Horses have Post Traumatic Stress, anxiety attacks and pain. None of
this can be expressed in words. We can only guess, but I have been
there too.
I have held the faces of 30 horses, that I can think of off hand, as they died. Not all of them were mine, but I felt that they needed to know that they were loved, no matter what. If their owners couldn't do it, I would.
I have held the faces of 30 horses, that I can think of off hand, as they died. Not all of them were mine, but I felt that they needed to know that they were loved, no matter what. If their owners couldn't do it, I would.
We have 10 horses and ponies left at
EOTS, the four ponies are all young but the horses are between 24 and
31 years old. They are all broken beyond repair. I watch as each one
grows older and fades away. Czardas at 31 is being provided with
hospice care, any day can be her last. My beautiful Faith at 24 has
just gone blind in her other eye. Auto-immune disorder I'm told by
the vet. She went blind in her right eye four years ago, now her left
one is gone too. My heart is so broken, at times I can hardly breath.
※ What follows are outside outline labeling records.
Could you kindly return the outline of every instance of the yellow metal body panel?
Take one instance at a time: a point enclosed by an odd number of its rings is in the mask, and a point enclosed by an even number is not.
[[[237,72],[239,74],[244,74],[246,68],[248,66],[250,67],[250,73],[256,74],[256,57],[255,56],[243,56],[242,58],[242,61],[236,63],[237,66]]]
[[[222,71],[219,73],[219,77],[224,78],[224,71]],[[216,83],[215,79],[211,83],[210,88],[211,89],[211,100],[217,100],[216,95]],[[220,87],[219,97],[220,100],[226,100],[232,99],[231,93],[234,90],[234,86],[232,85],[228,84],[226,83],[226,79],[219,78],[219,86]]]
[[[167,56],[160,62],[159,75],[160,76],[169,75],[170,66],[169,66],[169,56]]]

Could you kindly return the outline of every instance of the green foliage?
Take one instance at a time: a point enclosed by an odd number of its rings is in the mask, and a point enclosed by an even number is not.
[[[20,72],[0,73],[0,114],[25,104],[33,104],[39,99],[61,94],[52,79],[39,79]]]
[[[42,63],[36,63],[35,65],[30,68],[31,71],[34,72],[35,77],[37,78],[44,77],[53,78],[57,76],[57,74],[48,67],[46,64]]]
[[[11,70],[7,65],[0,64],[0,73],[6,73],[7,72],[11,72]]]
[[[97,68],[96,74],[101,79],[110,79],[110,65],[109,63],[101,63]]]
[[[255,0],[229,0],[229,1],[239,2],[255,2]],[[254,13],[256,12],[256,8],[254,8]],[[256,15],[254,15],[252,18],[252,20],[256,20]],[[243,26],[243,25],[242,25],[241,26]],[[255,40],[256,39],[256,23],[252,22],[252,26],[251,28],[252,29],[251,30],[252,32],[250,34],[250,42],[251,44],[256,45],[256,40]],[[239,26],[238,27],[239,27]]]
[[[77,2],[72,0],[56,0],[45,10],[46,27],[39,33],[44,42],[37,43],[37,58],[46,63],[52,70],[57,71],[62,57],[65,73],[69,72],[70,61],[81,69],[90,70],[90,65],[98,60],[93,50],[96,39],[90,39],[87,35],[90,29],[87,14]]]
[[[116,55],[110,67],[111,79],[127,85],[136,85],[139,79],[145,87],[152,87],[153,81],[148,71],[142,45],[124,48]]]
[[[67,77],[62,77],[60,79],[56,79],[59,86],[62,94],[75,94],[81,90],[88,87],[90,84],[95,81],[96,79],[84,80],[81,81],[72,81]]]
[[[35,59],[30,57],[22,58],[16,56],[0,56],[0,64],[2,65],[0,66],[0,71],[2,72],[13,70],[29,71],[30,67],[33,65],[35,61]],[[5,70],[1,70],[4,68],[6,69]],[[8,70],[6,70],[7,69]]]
We lost four horses in the last two
years. At those times my mind somehow shifts me into what I call “the
gray place”. This is new. I don't know how it happens, but I feel
nothing. I go about the business of what needs to be done and manage
to go on. When my own horse Fancy left me at 31 years old, I
kept asking myself “Why don't I feel anything? What's wrong with
me? I've had this horse half of my life and I feel nothing...”I
don't cry much anymore. It usually takes alcohol to get me there. I
don't really want to feel anything, good or bad, staying in neutral
is a good thing.
Recently a woman who was an animal behaviorist
committed suicide. Looking out at the world and the horrible
atrocities committed against animals that are so wonderful and
intelligent is sometimes too much to bear, knowing that there is
nothing we can do about it. I guess she was too young to have found
“the gray place” yet. So very sad.
The best we can do is stay
inside our own little bubbles, care for those within it and not look
too closely at the horrors going on outside. Make things known to the
masses. The the voice of the voiceless, and then, let it go. Feel
comforted in the fact that you've done the best that you can, then
hug your own animals.
We are their care givers. We can try to find a way to go on if we can. Some of us can't.
We are their care givers. We can try to find a way to go on if we can. Some of us can't.